Ein Bericht der MAN-Azubis Robin Jalowiak, Stefan Moock, Nils Opler und Evgenij Sebold

Vom 9.4.18-27.4.18 nahmen wir an dem Erasmus+ Projekt „Gleiche Probleme, unterschiedliche Lösungswege! Lernen im europäischen Ausland.“ teil.  Ziel dieses Projekts war das Kennenlernen des polnischen Bildungssystems, der Arbeit und der Atmosphäre im MAN-Werk in Niepołomice, sowie die Teilnahme an kulturellen und freizeitlichen Aktivitäten.

Im Rahmen unserer Tätigkeit im MAN-Werk durchliefen wir verschiedene Stationen. So arbeiteten wir im Rahmenbau, in der Achsmontage, in der Vormontage, in der Fahrzeugkomplettierung und in der Nachmontage. Unsere Aufgabe bestand darin, verschiedene Bauteile mithilfe von Druckluft- und Akkuschraubern, Nietzangen, Drehmoment- und Maulschlüsseln zu montieren bzw. zu verschrauben, sowie Fehlerermittlung in der Nachmontage mithilfe von Prüf- und Messwerkzeugen durchzuführen.
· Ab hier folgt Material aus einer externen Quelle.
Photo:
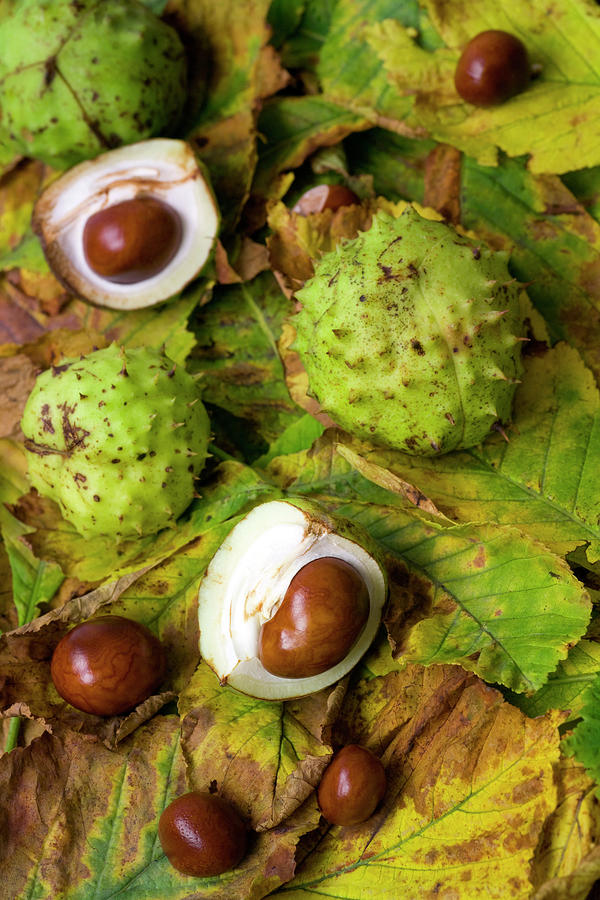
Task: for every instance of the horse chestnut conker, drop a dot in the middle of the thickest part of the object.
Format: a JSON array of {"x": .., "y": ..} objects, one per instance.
[
  {"x": 324, "y": 609},
  {"x": 107, "y": 665},
  {"x": 352, "y": 786},
  {"x": 493, "y": 67},
  {"x": 324, "y": 196},
  {"x": 202, "y": 834},
  {"x": 132, "y": 240}
]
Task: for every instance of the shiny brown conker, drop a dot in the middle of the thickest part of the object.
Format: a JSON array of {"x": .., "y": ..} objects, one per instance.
[
  {"x": 352, "y": 786},
  {"x": 324, "y": 196},
  {"x": 202, "y": 834},
  {"x": 107, "y": 665},
  {"x": 323, "y": 611},
  {"x": 132, "y": 240},
  {"x": 493, "y": 67}
]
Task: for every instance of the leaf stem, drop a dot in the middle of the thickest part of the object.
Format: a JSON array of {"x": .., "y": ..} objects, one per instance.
[{"x": 13, "y": 734}]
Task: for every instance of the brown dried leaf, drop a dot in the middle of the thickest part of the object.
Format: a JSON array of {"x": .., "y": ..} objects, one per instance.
[
  {"x": 17, "y": 377},
  {"x": 442, "y": 182}
]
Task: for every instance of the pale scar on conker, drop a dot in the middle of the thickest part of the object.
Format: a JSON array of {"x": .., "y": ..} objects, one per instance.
[{"x": 107, "y": 665}]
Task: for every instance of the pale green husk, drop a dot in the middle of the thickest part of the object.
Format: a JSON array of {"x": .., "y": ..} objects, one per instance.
[
  {"x": 411, "y": 335},
  {"x": 78, "y": 78},
  {"x": 116, "y": 438}
]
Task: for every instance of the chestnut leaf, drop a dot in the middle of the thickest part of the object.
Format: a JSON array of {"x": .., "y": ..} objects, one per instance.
[{"x": 470, "y": 782}]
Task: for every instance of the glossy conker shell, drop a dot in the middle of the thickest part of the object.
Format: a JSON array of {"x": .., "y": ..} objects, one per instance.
[
  {"x": 352, "y": 786},
  {"x": 132, "y": 240},
  {"x": 107, "y": 665},
  {"x": 493, "y": 67},
  {"x": 324, "y": 196},
  {"x": 202, "y": 834},
  {"x": 323, "y": 611}
]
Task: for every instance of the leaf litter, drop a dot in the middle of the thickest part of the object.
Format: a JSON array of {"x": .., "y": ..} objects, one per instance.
[{"x": 480, "y": 692}]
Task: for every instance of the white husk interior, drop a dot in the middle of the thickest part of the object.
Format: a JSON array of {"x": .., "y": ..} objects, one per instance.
[
  {"x": 245, "y": 585},
  {"x": 165, "y": 168}
]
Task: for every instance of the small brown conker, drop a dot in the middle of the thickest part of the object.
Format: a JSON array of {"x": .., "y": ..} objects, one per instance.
[
  {"x": 107, "y": 665},
  {"x": 132, "y": 240},
  {"x": 202, "y": 834},
  {"x": 324, "y": 196},
  {"x": 493, "y": 67},
  {"x": 352, "y": 786},
  {"x": 324, "y": 609}
]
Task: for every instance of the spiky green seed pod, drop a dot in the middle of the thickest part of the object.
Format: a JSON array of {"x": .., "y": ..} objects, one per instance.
[
  {"x": 410, "y": 335},
  {"x": 116, "y": 438},
  {"x": 78, "y": 78}
]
Einmal pro Woche besuchten wir die ZSM Nr 1 in Kraków. In der ersten Woche wurden wir von der Schulleiterin Frau Szymoniak herzlich in Empfang genommen. Nach einer Führung durch die Unterrichtsräume, Labors und Werkstätten wohnten wir einer Abschlusspräsentation von einem Projekt Krakauer und Mainzer Schülern bei. In der zweiten Woche besuchten wir verschiedene Unterrichtsstunden. Unter anderem nahmen wir am Deutschunterricht teil und in den berufsbezogenen Fächern steckten wir eine Stern-Dreieck-Schaltung nach einem Schaltplan im dortigen Elektrolabor. In der dritten Woche hatten wir die Verabschiedung in der ZSM durch die Schulleiterin und unsere Betreuerin Frau Pokrzywka. Wir hatten ein Abschlussgespräch und erhielten unsere Zertifikate und Europapässe.

Neben der Arbeit im MAN-Werk und des Besuchs der Schule wurde für uns ein interessantes Kultur- und Besichtigungsprogramm organisiert. Dieses beinhaltete eine Stadtführung: Wir besuchten mit einer Fremdenführerin die Marienkirche, den Marktplatz, das Universitätsviertel mit den ältesten Universitätsgebäuden, das Schloss „Wawel“, der Herrschaftssitz der polnischen Könige, den Stadtteil Kazimierz mit seinen sieben Synagogen, das unterirdische Museum in Krakau, das ehemalige Krakauer Ghetto mit dem Ghettoplatz und Resten der Ghettomauern sowie die ehemalige Emaillefabrik von Oskar Schindler, in der sich nun eine Abteilung des Historischen Museums der Stadt Krakau befindet und der Geschichte Krakaus in den Jahren 1939 - 1945 gewidmet ist. Die Führerin gewährte uns durch ihre Erzählungen viele interessante Einblicke in die polnische und vor allem in die Krakauer Geschichte.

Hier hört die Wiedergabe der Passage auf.